Il grande flop del referendum sulla cittadinanza italiana

Il referendum sulla proposta di modifica delle normative relative alla cittadinanza ha suscitato ampie discussioni in Italia. A sorpresa, nonostante il sostegno di molte forze politiche e associazioni della società civile, il risultato ha visto una netta prevalenza del no. Del 29% degli aventi diritto al voto che si sono presentati alle urne, circa il 65% ha approvato la proposta di ridurre da dieci a cinque anni il periodo di residenza legale per la richiesta di cittadinanza da parte degli stranieri maggiorenni extracomunitari. E quindi quasi il 35% ha votato contro: un dato eclatante, che ha sorpreso soprattutto il centrosinistra, che si era impegnato a fondo per la causa. Un’ulteriore dimostrazione che gli italiani sono contrari alle politiche immigrazioniste e alla facile concessione della cittadinanza.
Secondo Lorenzo Pregliasco di YouTrend, i primi quattro quesiti, legati principalmente al lavoro, sono stati favoriti dalla forte mobilitazione sindacale, con la Cgil che ha sostenuto convintamente il sì. Tuttavia, il quinto quesito, riguardante la cittadinanza, ha visto una maggiore divisione, con un supporto decisamente più scarso da parte delle masse. La paura che l’apertura agli stranieri potesse incidere negativamente sul mercato del lavoro, come sottolineato da alcuni esponenti sindacali, ha spinto molti a esprimere il loro dissenso. Questo sentimento ha trovato eco anche nelle regioni rosse, come la Toscana, l’Emilia Romagna e la Puglia, dove pure la percentuale di no è stata significativa. Al contrario, i favorevoli sono stati più concentrati nelle aree centrali delle grandi città, come Milano e Torino, dove la popolazione tende ad avere una visione più cosmopolita.
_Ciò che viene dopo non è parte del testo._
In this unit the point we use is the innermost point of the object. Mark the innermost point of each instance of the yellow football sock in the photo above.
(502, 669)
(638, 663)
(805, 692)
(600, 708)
Ma dove si sentono meno, o per niente, gli effetti dell’immigrazione incontrollata, che ha trasformato le periferie in polveriere pronte ad esplodere.
Non sorprende che il Movimento Cinque Stelle, pur essendo diviso, abbia deciso di non prendere una posizione ufficiale, lasciando libertà di voto al proprio elettorato. Giuseppe Conte e altri esponenti del partito avevano però espressamente sostenuto il sì. Tra i promotori della riforma, Riccardo Magi di Più Europa ha lamentato l’assenza di una corretta informazione sul tema. Secondo lui, la maggioranza di governo ha contribuito a diffondere “falsità“, oscurando il vero contenuto della proposta, che riguardava gli stranieri senza precedenti penali e con una buona conoscenza della lingua italiana, e non i migranti irregolari.
Nonostante la sconfitta, il tema della cittadinanza sembra destinato a tornare in Parlamento. Magi ha proposto alle opposizioni un’azione comune per una legge unitaria di riforma. Anche Antonio Tajani di Forza Italia ha ripreso la discussione, suggerendo che il metodo più giusto sarebbe quello di concedere la cittadinanza dopo dieci anni di scuola frequentata con profitto, una proposta che ha già fatto discutere ma che ancora non ha ottenuto un consenso unanime.